Social media records in Mississippi fall under the Mississippi Public Records Act, which mandates the preservation of public records "in use, prepared, possessed, or retained" by any public body, regardless of physical form or characteristics. Therefore, social media records are considered public records in Mississippi.
§ 25-61-3. Definitions
(b) “Public records” shall mean all books, records, papers, accounts, letters, maps, photographs, films, cards, tapes, recordings or reproductions thereof, and any other documentary materials, regardless of physical form or characteristics, having been used, being in use, or prepared, possessed or retained for use in the conduct, transaction or performance of any business, transaction, work, duty or function of any public body, or required to be maintained by any public body.
The Mississippi Ethics Committee provided guidance on the Public Records Act, indicating that it applies to all documentary materials used in the conduct of any governmental function, including emails. This broad interpretation suggests that social media records in Mississippi may also be considered public records.
Comments to Rule No. 3. 3.1. “Public record” defined.
The statutory definition of a “public record” contains at least three main elements. The document must be: A “documentary material” “used” “in the conduct” of some governmental function.
(1) Documentary materials. A “public record” can be any “documentary materials, regardless of physical form or characteristics.” Section 25-61-3(a). Public records include “all books, records, papers, accounts, letters, maps, photographs, films, cards, tapes, recordings or reproductions thereof.” Id. E-mails are “documentary materials.”
(2) “Used” by a public body. A “public record” is a record “having been used, being in use, or prepared, possessed or retained for use” by a public body. Id.
(3) The “conduct” of a governmental function. To be a “public record,” a document must be used in the “conduct, transaction or performance of any business, transaction, work, duty or function of any public body, or required to be maintained by any public body.” Id. Almost all records held by a public body relate to the conduct of government; however, some do not. A purely personal record having absolutely no relation to the conduct of government is not a “public record.”
A record can be “used” by a public body even if the public body does not actually possess the record. If a public body uses a record in its decision-making process it is a “public record.” For example, if a public body considered technical specifications of a public works project and returned the specifications to the contractor in another state, the specifications would be a “public record” because the public body “used” the document in its decision-making process. The public body could be required to obtain the public record, unless doing so would be impossible. A public body should not send its only copy of a record to a third party for the sole purpose of avoiding disclosure.

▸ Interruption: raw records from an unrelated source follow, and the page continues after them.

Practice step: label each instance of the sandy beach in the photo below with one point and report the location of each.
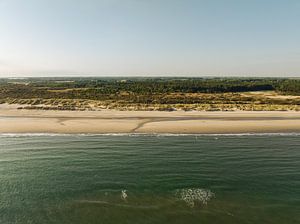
(13, 120)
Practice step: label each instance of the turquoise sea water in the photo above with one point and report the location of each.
(149, 179)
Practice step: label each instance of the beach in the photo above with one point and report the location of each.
(13, 120)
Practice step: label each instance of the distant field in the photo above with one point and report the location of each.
(215, 94)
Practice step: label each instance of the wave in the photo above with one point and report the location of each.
(192, 196)
(13, 135)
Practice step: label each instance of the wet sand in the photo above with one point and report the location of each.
(13, 120)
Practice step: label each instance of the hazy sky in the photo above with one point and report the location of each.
(150, 37)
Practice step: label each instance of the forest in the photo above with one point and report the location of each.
(153, 93)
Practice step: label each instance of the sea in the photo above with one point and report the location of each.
(140, 179)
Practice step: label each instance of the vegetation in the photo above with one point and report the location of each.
(152, 93)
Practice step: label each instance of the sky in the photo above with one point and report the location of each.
(150, 38)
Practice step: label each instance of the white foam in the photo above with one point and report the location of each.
(146, 134)
(191, 196)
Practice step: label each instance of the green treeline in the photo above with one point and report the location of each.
(135, 88)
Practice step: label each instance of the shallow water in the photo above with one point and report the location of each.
(149, 179)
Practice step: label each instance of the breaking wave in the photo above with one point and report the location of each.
(13, 135)
(192, 196)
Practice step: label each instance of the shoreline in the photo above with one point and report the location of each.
(13, 120)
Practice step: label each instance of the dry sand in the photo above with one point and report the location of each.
(111, 121)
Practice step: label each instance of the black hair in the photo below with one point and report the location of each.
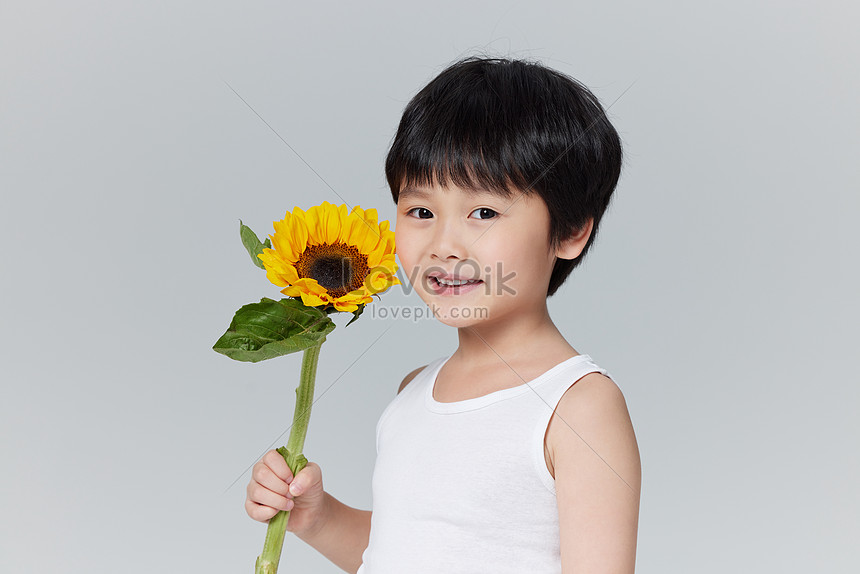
(504, 126)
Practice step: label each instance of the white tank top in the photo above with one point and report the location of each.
(462, 487)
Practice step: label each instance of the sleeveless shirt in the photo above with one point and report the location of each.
(463, 487)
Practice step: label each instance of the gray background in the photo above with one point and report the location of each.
(721, 294)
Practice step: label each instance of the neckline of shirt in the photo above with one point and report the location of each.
(479, 402)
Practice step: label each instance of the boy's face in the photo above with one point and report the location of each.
(501, 245)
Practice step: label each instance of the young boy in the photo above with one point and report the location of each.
(515, 453)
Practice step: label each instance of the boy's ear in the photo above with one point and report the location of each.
(571, 247)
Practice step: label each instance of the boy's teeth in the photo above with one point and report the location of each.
(454, 282)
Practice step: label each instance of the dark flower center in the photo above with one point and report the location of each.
(338, 268)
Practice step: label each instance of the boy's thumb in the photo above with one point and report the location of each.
(306, 476)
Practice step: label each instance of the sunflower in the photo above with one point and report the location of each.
(327, 256)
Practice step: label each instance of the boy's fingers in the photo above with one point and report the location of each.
(276, 462)
(264, 475)
(307, 476)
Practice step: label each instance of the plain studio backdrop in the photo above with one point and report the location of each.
(721, 292)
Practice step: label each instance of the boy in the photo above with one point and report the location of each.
(516, 452)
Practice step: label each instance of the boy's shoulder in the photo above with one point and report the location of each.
(603, 422)
(409, 377)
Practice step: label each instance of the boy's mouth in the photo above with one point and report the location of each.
(451, 286)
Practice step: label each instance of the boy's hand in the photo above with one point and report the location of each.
(273, 488)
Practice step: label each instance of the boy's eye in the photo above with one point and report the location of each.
(421, 212)
(485, 213)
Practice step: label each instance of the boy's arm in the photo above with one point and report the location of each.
(342, 534)
(597, 472)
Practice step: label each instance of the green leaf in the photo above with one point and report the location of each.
(270, 329)
(355, 315)
(296, 462)
(252, 244)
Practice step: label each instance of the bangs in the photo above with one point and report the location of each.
(478, 137)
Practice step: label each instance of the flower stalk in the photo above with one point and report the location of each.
(267, 562)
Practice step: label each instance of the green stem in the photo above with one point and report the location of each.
(267, 562)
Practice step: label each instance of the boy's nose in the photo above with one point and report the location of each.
(449, 242)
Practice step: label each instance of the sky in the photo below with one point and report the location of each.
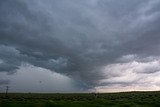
(79, 45)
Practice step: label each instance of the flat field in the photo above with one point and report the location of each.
(123, 99)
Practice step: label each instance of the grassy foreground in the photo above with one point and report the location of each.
(126, 99)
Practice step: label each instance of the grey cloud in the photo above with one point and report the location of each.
(4, 82)
(76, 38)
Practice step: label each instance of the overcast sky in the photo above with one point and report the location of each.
(79, 45)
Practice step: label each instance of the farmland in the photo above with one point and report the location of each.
(123, 99)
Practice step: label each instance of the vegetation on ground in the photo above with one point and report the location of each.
(124, 99)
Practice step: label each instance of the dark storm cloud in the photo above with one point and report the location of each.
(4, 82)
(76, 38)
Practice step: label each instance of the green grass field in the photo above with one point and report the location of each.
(126, 99)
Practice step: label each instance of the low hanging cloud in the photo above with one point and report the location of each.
(78, 38)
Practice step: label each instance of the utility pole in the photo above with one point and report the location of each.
(7, 88)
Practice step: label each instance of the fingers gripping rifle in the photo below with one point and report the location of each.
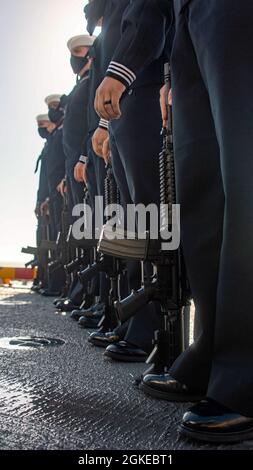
(168, 284)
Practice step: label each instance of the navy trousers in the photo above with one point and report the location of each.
(212, 68)
(135, 144)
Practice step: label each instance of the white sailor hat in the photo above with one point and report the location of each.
(42, 117)
(53, 99)
(81, 40)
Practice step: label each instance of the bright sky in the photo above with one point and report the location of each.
(34, 63)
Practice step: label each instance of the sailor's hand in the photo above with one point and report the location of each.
(78, 172)
(98, 139)
(61, 188)
(106, 150)
(108, 97)
(44, 208)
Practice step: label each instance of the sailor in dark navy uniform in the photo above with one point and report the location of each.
(75, 128)
(44, 127)
(55, 160)
(212, 66)
(134, 143)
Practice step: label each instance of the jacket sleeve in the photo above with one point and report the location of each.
(145, 27)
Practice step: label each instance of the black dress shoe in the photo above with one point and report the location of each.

Sometimes public body employees work on public body business from home computers. These home computer records (including e-mail) were “used” by the public body and relate to the “conduct” of public business so they are “public records” and are subject to disclosure (unless exempt). Agencies should instruct employees that all public records, regardless of where they were created, should eventually be stored on public body computers. Agencies should ask employees to keep public body-related documents on home computers in separate folders and to routinely blind carbon copy (“bcc”) work e-mails back to the employee’s public body e-mail account. If the public body receives a request for records that are solely on employees’ home computers, the public body should direct the employee to forward any responsive documents back to the public body, and the public body should process the request as it would if the records were on the public body’s computers.
The City of Greenville's social media policy offers guidance on the responsible use of social media networks by its employees. The policy highlights the permanent and public nature of online information, which also applies to social media records in Mississippi. However, the policy does not explicitly mention the public nature of social media records in Mississippi or retention laws. It is important for public agencies to have comprehensive policies that address both the public nature of social media and retention requirements to avoid potential legal risks.
This Policy is intended to provide employees with guidelines for appropriate online activity. Although this Policy cannot address every instance of inappropriate social media use, it is intended to offer guidelines to employees, thereby helping employees to avoid potentially costly missteps online. The nature of the Internet is such that what you “say” online will be captured forever and can be transmitted endlessly without your consent or knowledge. Employees should remember that any information that is shared online instantly becomes permanent and public. Employees should be aware that, while certain types of speech may be subject to protection under the First Amendment to the Constitution of the United States, the City does have the right to discipline an employee whose comments may affect the efficiency of the public services by the City.